My response was that I wrote an entire book on the topic.
If you only watched my videos and didn’t follow everything else that was going on, I can see the point. Where is the compost pile? Where are the videos showing me scrounging for materials to fix the organic matter issue uncovered by my recent soil test?
Where is that guy who can face down any gardening problem and laugh?
I actually do have a compost pile right now, and I am working on sources of organic matter.

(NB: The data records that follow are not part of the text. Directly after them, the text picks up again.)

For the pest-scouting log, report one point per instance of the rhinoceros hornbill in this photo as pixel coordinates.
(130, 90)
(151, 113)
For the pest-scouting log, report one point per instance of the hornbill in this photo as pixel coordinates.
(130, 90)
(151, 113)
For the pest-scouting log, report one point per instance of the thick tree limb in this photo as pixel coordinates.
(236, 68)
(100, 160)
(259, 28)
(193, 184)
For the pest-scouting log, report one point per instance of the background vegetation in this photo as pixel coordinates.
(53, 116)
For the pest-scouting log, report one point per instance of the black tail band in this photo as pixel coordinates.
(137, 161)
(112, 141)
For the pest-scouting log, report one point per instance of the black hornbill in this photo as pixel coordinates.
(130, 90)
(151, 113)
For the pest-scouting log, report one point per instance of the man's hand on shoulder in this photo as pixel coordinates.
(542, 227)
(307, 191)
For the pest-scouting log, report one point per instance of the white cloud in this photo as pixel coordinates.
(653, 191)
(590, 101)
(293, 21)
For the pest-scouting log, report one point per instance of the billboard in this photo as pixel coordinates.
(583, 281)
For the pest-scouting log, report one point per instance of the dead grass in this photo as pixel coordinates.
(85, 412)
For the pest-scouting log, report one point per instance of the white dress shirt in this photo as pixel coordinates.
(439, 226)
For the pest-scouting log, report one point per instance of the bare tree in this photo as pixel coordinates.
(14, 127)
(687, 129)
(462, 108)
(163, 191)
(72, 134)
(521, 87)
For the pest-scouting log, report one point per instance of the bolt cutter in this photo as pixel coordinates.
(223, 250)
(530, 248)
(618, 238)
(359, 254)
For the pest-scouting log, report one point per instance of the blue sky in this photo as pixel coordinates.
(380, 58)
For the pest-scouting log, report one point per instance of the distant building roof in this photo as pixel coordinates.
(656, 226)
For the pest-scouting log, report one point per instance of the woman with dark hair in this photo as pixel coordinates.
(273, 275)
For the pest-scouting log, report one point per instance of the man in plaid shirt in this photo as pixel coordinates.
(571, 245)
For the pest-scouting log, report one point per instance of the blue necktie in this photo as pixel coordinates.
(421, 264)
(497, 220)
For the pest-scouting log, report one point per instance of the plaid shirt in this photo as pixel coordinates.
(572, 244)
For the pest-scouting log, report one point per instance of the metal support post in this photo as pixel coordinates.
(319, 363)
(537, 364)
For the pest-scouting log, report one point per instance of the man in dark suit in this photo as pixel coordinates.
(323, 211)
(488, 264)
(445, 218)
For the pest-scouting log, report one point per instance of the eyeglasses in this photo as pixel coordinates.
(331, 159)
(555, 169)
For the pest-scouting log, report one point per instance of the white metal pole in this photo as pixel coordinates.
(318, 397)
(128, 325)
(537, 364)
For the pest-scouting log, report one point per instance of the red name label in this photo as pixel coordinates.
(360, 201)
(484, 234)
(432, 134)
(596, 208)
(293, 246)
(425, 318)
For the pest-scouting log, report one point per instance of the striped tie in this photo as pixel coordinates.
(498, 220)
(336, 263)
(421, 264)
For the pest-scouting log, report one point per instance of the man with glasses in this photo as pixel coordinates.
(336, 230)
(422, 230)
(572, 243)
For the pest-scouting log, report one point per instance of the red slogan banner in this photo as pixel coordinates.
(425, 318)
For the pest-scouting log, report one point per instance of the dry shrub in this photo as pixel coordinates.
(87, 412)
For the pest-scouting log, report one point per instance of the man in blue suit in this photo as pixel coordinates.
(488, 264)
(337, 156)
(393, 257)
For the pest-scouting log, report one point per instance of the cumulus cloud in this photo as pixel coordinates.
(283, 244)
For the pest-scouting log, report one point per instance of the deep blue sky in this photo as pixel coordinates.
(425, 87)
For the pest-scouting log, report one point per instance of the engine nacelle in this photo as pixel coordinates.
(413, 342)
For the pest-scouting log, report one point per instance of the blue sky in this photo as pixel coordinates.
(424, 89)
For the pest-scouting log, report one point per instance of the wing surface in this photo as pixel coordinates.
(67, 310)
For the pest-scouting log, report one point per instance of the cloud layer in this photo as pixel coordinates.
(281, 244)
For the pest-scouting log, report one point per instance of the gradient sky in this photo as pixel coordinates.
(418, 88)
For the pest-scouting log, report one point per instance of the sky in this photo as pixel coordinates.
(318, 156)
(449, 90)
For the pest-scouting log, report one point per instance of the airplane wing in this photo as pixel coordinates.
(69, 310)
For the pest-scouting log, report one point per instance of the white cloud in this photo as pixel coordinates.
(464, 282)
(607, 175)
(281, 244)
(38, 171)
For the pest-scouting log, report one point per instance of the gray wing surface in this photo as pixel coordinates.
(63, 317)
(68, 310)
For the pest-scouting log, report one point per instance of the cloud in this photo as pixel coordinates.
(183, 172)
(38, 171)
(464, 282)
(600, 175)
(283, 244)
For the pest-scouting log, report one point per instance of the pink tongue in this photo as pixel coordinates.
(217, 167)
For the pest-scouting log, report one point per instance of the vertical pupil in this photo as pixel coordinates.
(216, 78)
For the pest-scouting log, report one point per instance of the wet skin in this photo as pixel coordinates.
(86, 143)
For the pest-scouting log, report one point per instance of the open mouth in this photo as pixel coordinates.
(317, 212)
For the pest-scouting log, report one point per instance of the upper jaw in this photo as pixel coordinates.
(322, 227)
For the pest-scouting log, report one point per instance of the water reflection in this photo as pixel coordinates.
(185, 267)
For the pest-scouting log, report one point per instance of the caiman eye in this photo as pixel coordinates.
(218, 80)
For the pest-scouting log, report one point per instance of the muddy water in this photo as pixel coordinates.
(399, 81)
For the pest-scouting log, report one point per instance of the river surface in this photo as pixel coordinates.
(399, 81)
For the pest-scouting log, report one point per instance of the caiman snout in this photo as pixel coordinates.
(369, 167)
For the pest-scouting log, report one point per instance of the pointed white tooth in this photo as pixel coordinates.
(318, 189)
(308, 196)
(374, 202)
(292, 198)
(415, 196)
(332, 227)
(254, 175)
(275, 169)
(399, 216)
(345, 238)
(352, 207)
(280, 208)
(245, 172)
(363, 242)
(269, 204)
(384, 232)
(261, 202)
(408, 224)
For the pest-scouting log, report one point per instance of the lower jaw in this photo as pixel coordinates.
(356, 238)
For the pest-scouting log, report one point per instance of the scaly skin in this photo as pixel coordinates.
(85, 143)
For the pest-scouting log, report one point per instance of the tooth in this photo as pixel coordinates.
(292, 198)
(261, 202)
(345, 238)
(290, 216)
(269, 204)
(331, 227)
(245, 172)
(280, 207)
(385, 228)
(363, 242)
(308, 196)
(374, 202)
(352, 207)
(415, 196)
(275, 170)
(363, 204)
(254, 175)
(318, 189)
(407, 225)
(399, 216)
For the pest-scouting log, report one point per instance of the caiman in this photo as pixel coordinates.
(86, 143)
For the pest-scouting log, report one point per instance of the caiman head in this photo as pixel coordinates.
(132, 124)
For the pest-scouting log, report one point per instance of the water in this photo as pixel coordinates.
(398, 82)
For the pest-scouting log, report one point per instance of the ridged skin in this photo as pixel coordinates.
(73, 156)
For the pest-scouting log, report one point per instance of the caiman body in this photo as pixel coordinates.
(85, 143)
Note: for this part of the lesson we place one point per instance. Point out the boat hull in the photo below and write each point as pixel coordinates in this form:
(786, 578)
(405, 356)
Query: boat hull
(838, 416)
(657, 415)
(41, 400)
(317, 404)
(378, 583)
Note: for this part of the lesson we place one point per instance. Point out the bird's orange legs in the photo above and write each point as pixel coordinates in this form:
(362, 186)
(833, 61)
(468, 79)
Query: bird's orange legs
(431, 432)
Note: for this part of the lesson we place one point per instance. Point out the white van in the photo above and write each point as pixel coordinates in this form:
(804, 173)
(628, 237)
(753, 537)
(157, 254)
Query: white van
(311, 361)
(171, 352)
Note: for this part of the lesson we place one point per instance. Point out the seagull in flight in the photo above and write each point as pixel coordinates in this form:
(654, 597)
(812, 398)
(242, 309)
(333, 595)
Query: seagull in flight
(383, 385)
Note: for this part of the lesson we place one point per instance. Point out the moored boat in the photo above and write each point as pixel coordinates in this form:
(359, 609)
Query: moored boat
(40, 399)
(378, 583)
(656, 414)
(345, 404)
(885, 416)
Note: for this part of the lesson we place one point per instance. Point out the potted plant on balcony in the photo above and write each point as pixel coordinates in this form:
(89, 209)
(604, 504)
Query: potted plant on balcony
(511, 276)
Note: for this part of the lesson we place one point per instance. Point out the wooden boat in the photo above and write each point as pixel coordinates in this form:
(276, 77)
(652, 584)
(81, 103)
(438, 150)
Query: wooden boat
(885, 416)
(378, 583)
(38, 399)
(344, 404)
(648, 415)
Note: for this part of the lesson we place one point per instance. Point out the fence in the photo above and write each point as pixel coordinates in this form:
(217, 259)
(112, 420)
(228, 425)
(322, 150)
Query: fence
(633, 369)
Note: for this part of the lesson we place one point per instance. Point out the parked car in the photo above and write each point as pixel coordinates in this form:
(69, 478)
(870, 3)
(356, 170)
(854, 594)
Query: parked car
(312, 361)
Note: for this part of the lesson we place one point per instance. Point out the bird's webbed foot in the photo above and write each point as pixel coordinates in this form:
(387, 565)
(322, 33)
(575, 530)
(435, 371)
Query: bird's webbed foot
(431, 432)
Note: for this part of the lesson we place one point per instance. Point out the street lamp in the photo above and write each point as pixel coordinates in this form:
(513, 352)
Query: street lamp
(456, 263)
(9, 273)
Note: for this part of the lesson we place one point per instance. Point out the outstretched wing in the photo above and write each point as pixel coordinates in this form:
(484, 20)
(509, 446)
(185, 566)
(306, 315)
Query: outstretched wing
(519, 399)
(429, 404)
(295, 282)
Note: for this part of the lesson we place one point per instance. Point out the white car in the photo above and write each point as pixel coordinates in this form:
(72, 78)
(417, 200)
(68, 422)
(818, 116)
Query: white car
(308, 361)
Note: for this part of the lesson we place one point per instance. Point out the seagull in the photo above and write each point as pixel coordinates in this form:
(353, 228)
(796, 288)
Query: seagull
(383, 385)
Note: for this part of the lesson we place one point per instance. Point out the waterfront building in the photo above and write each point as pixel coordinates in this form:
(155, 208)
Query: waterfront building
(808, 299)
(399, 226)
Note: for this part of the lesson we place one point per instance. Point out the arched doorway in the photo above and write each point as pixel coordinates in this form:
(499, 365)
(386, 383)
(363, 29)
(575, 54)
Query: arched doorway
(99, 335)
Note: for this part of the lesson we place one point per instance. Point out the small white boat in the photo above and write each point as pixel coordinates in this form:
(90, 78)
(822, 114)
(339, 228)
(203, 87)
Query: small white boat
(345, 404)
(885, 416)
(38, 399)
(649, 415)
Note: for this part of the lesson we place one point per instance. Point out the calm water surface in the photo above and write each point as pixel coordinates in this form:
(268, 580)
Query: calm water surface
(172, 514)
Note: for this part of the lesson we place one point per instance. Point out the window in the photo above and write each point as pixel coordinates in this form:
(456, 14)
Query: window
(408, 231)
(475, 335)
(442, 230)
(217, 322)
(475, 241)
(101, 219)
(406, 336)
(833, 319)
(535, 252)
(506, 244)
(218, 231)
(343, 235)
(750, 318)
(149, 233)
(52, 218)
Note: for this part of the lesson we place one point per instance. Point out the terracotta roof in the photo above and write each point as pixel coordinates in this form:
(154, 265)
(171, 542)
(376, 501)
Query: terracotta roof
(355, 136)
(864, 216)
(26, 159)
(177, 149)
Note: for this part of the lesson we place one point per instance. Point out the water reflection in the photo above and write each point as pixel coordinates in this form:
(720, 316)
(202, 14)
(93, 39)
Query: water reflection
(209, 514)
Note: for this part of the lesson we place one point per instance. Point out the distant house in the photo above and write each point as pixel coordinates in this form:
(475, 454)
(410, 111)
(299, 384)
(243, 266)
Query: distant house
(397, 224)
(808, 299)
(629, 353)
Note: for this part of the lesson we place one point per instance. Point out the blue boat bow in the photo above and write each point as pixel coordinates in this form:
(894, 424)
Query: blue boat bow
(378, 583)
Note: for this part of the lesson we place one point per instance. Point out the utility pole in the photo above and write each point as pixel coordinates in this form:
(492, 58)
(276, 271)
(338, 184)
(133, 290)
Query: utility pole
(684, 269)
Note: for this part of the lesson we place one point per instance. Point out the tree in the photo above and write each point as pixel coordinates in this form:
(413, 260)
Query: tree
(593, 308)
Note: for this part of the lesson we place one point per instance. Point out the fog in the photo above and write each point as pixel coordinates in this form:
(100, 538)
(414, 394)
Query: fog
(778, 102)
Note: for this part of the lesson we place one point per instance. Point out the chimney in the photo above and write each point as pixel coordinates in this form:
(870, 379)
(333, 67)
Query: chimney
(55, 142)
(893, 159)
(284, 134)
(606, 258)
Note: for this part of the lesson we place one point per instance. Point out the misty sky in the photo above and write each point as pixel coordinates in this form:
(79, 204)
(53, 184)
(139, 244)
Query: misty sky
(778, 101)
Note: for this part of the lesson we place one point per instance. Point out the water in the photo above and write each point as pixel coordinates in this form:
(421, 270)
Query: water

One of the points of the video is that you can grow your own compost, right in place, with a green manure system – which is much faster and easier than making a bunch of compost for an 8,000ft2 garden.
But we also moved only a month ago. I left behind more than a ton of compost at my old homestead. And an epic compost pile system I built.
Starting again in awful, dead sand is tough. But it’s a challenge. And it’s a challenge that I am facing with an audience of over 100,000 people.
No pressure, right?
I don’t have a source of woodchips yet. I don’t have my biomass-producing hot tub ponds. I don’t have all my awesome tropical chop-and-drop plants like I had in my amazing tropical garden. I don’t have a compost sifter, or a wheelbarrow, or even some old fencing to make composting rings from. I don’t have a chicken pen for manure. I don’t have a food forest with lots of biomass. I don’t have nitrogen-fixing trees, or Mexican sunflower plants, or comfrey, or moringa.
We are starting from scratch again, on a rental property. We’ll get there, one piece at a time.
The cover crop mix is a good start, but it’s just a start.
Hey – you know me. We’re going to make compost. Lots of compost.
One step at a time. One foot in front of the other.
The excuses aren’t bogus. And they aren’t even excuses. They are reality right now. We just escaped an increasingly bad situation in the Caribbean and I am so happy to be back. If I “lose authority,” so be it. I’m just this guy, you know?
For now, I am glad to have the space we have and access to a tractor and good feed stores with supplies. And I really like being able to order online again and actually have the postal system work!
I’ll keep you all apprised on how the cover crops work out.
And as multiple people mentioned, if deer come to eat my plot, venison is good eating.
Hunting season starts soon. I’ll be ready.